Last week I learned that I had been awarded one of the 2020 Emerald Literati Awards for “How Patents Became Documents, or Dreaming of Technoscientific Order, 1895-1937,” published in Journal of Documentation 75(3), 2019. This came as a complete surprise. But a welcome one, obviously.
So much about scholarly publishing fascinates me. First there’s the enormity of it, the fact that you’re recognized (even read!) for one article in this ever-increasing avalanche or tsunami of publications out there seems like a minor miracle. I remember when I as a Comp Lit Ph.D. candidate at Uppsala University decided to write my thesis in English rather than Swedish: I admit that I had naive idea that because I was writing in English I would automatically have a huge (well, maybe not huge, but certainly bigger than 10 million Swedish-speaking) readership as well. This equation turned out to be slightly more complex and complicated than I thought some 20+ years ago.

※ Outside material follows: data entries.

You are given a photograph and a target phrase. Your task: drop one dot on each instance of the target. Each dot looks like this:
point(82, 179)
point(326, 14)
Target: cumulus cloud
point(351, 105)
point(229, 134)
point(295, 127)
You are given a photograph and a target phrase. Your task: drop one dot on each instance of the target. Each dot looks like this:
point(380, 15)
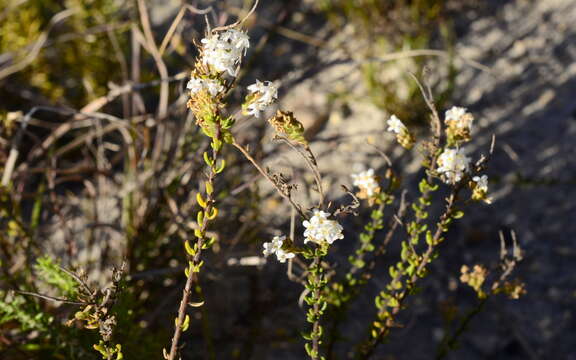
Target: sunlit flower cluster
point(275, 247)
point(460, 117)
point(452, 164)
point(366, 182)
point(262, 94)
point(212, 86)
point(395, 125)
point(322, 230)
point(224, 50)
point(458, 125)
point(481, 182)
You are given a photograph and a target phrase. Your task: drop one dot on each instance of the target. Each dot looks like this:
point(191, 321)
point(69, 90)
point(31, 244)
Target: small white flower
point(238, 39)
point(460, 116)
point(395, 125)
point(282, 255)
point(452, 164)
point(481, 182)
point(195, 85)
point(366, 181)
point(320, 229)
point(211, 85)
point(275, 247)
point(223, 50)
point(265, 94)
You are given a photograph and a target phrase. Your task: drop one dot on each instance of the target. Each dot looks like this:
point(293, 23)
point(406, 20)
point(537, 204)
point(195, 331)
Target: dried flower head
point(474, 278)
point(262, 95)
point(211, 86)
point(459, 125)
point(367, 183)
point(275, 247)
point(452, 164)
point(403, 136)
point(284, 122)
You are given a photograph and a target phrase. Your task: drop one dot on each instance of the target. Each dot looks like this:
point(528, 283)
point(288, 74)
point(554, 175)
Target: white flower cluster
point(275, 247)
point(366, 181)
point(265, 93)
point(224, 50)
point(213, 87)
point(460, 117)
point(395, 125)
point(452, 164)
point(481, 183)
point(321, 230)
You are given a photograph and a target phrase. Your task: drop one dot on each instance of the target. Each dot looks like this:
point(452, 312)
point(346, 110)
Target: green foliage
point(51, 274)
point(15, 307)
point(81, 49)
point(396, 26)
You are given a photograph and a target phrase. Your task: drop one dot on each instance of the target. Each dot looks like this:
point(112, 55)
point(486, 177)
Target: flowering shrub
point(397, 213)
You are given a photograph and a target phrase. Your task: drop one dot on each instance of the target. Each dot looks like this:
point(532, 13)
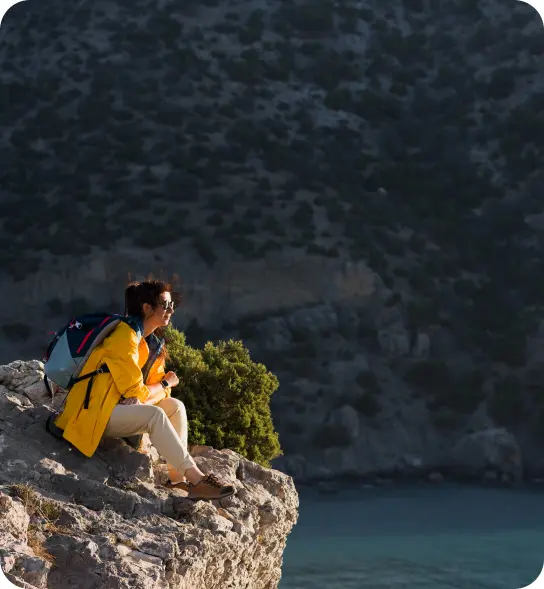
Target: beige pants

But I think one of reasons why this award was so nice to receive was because I have always identified myself as a writer of books rather than articles. I still do. But in PASSIM I produce articles, and this means both writing and thinking differently than with a book. It’s a challenge. For many reasons. Not so much the stylistic side of things, but in terms of the way in which journal publishing has become so “formalistic.” Not sure if it’s the right word, but there is something quite problematic with the way that we decide which journal to write for first, before we decide (or even know) what the contribution of the article actually is. Of course, the entire scholarly ecosystem is now geared towards articles rather than monographs, and there are similar considerations to be made also when it comes to books, but there is something in this structure I find problematic and important to discuss.
But maybe not right now. For the moment, and in this Covid-19 moment, I’m just very pleased and grateful to Journal of Documentation.